Introduction
For our first Engineering project this year, we learned about reverse engineering. Reverse engineering is the idea of taking an object apart in order to learn more about how it is constructed. My group decided to focus on a remote control for a toy car. We first deconstructed it and learned all the parts making it function. We sketched these parts, as well as researched them, to find that the control uses radio waves to make the toy car move.
Research Document
Purpose: The purpose of this project was to learn more about reverse engineering, and how it works. In order to do this, we took apart a remote control and observed the various parts of the interior. We researched these parts and took note of how they worked together, in order to get a better understanding of the control.
Hypothesis: The remote control uses radio waves, joysticks, and triggers to control the car.
Disassembly and Analysis: By unscrewing the back of the control, we could observe the interior. The first thing that stands out are the joysticks. The joysticks function is to create connections by sending currents through a metal plate leading to the breadboard. Depending on the direction they are moved, or pushed down, the connection changes. The next thing to analyze is the breadboard. The different resistors have different resistances which regulate and direct the current. There is a chip as well, which stores information and sends signals to the car. The switch is connected to an LED, and when flipped on lights up the LED, and activates the breadboard. The battery pack is connected to the V- and V+ inputs to send a current. The 7 resistors each contain a different resistance, and the 6 capacitors store different amounts of energy. These both allow proper function in the breadboard. When a joystick is moved or triggers are pressed, it sends an electric current through the chip that processes the action to the car.
Structural Analysis: There are 4 screws holding the backing in. The plastic shell protects the interior of the control. There are 2 outer shells of the control. On the back there is a removable cover for the battery pack. The breadboard is screwed into the front shell. All the components are firmly soldered into the breadboard.
Material Analysis: The chip is the IC:SCTX2B/DIP-14, the board contains 6 capacitors, and their values are 22pF, 101pF, 10pF, 7pF 104pF, and 104pF. There are 7 resistors, with resistances of 24kΩ, 4.6kΩ, 410Ω, 100Ω, 390Ω, 3.3kΩ, and 10Ω. There are 2 inductors, with values of 2.1 and 2.2μH. The transistors are C945 P908; the first two diodes are labeled 41 48 ST. The circuit board is plastic, with printed labels, and there is metal on the back to carry an electrical current through the board. These materials allow the board to have electrical properties. Many of the smaller pieces, like resistors and capacitors, are plastic with metal legs that can be soldered into the board. Soldering is a solid way of attaching smaller parts and keep them intact. The outer shell is a hard, protective plastic that protects the circuit board. Batteries are connected with insulated wires that are soldered in to power the circuit board. This allows the current to pass through easily, and for the board to work correctly. At the top of the circuit board, a metal antenna is attached which helps to send a signal to the car, and make a connection between the two. It’s held together by metal screws.

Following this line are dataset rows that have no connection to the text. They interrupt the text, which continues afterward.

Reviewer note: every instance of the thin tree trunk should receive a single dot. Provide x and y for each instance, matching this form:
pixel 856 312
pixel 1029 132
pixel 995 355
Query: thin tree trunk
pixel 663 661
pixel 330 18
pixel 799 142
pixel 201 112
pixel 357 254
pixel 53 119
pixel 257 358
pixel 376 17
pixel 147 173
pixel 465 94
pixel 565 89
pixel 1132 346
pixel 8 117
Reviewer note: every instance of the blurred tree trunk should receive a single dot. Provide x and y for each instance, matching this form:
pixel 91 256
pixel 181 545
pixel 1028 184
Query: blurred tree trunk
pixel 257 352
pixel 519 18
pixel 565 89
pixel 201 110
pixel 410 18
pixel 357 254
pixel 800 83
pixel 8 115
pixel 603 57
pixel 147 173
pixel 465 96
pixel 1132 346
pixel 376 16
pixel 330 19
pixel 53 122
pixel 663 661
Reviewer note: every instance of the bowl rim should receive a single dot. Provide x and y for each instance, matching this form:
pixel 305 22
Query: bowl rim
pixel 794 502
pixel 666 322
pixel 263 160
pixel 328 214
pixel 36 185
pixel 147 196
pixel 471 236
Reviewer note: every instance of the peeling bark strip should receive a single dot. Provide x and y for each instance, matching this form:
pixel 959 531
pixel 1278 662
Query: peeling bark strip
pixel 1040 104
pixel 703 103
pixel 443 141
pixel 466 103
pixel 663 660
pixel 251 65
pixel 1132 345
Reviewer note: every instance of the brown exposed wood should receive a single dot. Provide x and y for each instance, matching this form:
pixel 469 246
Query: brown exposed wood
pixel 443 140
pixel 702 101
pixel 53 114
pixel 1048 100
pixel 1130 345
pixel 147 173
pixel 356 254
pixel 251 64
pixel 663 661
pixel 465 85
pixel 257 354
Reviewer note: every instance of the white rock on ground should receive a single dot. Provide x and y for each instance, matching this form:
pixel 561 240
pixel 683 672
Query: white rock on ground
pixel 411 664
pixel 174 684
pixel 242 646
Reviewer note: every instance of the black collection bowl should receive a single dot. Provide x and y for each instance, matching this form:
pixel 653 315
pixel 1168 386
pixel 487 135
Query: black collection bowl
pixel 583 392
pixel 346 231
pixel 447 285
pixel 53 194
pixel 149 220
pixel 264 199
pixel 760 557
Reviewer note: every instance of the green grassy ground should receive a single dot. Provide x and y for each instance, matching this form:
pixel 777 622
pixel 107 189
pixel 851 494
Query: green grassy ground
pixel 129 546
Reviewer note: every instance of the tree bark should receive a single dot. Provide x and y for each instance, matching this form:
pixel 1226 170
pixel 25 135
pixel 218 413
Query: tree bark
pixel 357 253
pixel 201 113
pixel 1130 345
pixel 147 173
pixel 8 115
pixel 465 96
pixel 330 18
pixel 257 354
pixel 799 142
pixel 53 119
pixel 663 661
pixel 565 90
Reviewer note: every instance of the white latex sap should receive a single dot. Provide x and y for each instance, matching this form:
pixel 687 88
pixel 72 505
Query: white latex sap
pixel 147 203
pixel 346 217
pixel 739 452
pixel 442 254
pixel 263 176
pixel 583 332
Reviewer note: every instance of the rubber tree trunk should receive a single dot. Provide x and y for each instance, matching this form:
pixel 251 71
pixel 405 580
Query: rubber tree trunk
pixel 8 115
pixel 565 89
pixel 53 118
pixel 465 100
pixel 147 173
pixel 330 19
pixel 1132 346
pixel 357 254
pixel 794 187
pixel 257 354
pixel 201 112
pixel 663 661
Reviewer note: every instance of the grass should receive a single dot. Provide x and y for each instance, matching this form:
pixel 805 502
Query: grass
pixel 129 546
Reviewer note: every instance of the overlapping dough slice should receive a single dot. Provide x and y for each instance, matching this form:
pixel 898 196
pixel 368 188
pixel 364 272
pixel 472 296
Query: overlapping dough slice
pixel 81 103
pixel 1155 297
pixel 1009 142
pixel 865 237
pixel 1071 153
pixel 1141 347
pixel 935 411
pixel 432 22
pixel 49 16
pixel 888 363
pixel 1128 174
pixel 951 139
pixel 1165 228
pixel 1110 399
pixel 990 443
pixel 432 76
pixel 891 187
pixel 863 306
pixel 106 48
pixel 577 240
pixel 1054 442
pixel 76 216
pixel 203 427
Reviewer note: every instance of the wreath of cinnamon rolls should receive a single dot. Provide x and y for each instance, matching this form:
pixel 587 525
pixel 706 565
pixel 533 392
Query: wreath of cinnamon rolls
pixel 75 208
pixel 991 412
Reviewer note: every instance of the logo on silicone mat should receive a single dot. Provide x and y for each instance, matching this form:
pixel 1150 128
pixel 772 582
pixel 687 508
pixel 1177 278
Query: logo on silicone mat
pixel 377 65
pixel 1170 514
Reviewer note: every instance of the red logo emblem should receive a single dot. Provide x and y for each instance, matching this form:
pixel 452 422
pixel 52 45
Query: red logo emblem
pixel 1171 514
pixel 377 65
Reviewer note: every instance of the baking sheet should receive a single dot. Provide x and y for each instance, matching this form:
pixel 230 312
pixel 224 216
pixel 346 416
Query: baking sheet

Manufacturing Analysis: All the plastic used in the remote was likely made using molds, which is a forming method. The separate segments of the antenna were also formed, but they were attached to each other, and the screw at the bottom, which is a joining method. The circuit board was created using a forming method, and joining methods were used when the parts were attached to it. The sticks, being plastic, were also formed using a mold, but were then joined with a screw. Finally, all the parts were joined together using screws to create the final product.
Works Cited
http://www.resistorguide.com/pictures/resistor_color_codes_chart.png
https://electronics.howstuffworks.com/rc-toy.htm
http://www.radioradar.net/en/datasheets_search/S/C/T/SCTX2B_Superchip.pdf.html
https://www.pcbtrain.co.uk/blog/the-basics-of-printed-circuit-boards-design-components-and-construction
http://www.learnabout-electronics.org/ac_theory/inductors04.php
Presentation
Reflection
This project better helped me to understand all the work that goes into engineering something. I learned that specific details, even the type of plastic used, are important to the overall item. My group's hypothesis ended up proving to be correct, in that radio waves are used to send signals to the car in order to control it. Prior to this project, it was unclear to me on how functions like that worked. My group was also essential to this project. We divided up the work evenly, for example some of us would work on the research document and some of us would work on the presentation. This helped my group with time management, as well as keeping us focused on certain tasks. However, we could have improved on finding more specifics of the design, such as the types of metal used and model numbers for certain items in the control. Overall, the project was beneficial and crucial into learning more about engineering and why it is important.